Pending home sales rose sharply in October according to the Pending Home Sales Index (PHSI) released Thursday by the National Association of Realtors® (NAR).  The index increased 5.2 percent to 104.8 from 99.6 in September and was 13.2 percent above the October 2011 index of 92.6.  September's estimate was revised upward from the 99.5 originally reported.  October's number was the highest for the index since an identical number was posted in March 2007 and is the 18th consecutive month in which the index has posted an annual increase.

The PHSI is a forward-looking indicator based on signed contracts for home purchases.  The contracts are generally expected to convert to home sales within one to two months.   
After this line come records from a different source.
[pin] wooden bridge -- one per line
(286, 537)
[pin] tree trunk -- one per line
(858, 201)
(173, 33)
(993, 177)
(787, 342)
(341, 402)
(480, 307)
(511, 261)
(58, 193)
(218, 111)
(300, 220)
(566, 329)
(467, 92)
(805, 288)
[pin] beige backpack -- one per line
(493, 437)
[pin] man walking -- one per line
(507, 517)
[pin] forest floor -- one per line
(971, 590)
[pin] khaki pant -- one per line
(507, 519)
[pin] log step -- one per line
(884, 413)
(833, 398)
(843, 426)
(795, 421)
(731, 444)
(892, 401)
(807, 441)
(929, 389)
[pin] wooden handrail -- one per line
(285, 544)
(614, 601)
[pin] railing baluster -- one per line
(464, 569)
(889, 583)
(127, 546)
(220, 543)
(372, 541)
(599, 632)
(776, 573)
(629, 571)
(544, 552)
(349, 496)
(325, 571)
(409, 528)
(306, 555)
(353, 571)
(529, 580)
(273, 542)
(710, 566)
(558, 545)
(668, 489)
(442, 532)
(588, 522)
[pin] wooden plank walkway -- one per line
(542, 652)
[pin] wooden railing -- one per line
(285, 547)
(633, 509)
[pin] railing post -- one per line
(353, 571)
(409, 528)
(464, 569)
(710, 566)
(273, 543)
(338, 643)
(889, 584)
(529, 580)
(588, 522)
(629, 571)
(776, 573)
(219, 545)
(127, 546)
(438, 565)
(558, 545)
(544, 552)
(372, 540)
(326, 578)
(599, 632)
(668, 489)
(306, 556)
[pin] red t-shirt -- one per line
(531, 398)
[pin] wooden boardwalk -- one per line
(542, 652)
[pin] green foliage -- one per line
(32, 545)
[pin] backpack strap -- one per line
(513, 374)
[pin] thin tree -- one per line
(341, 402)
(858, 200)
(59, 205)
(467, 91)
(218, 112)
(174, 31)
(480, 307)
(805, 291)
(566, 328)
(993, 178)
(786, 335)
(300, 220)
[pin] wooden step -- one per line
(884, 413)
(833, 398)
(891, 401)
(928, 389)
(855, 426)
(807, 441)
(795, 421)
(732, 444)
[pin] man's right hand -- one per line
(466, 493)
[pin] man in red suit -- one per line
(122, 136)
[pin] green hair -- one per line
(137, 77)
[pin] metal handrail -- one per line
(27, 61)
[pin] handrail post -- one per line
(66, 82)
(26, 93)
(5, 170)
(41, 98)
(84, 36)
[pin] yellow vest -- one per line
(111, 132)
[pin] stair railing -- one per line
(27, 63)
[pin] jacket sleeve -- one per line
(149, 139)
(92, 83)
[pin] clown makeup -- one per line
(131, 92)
Lawrence Yun, NAR chief economist, said buyers are responding to favorable market conditions.  "We've had very good housing affordability conditions for quite some time, but we're seeing more impact now from steady job creation, and rising consumer confidence about home buying now that home prices have clearly turned positive."

Two out of four regions reported a monthly increase on a seasonally adjusted basis with the Midwest up 15.6 percent while the South posted a more modest 5.5 percent gain.  The Northeast was down 0.1 percent and the West 1.1 percent.  All four regions posted annual increases; the Northeast was up 13.3 percent, the Midwest 20.0 percent, the South 17.4 percent, and the West 0.9 percent.

Yun noted there are clear regional patterns.  "Contract activity surged in the Midwest and is showing very healthy gains in the South, but was down slightly in both the Northeast and West." He noted there were reasons for some of the regional discrepancies, "The Northeast saw some impact from Hurricane Sandy, but limited inventory in the West is keeping a lid on the market.  All regions are up from a year ago, with double-digit gains in every region but the West."

NAR's index is based on a large national sample, typically representing about 20 percent of transactions for existing-home sales.  An index of 100 is equal to the average level of contract activity during 2001, which was the first year to be examined as well as the first of five consecutive record years for existing-home sales; it coincides with a level that is historically healthy.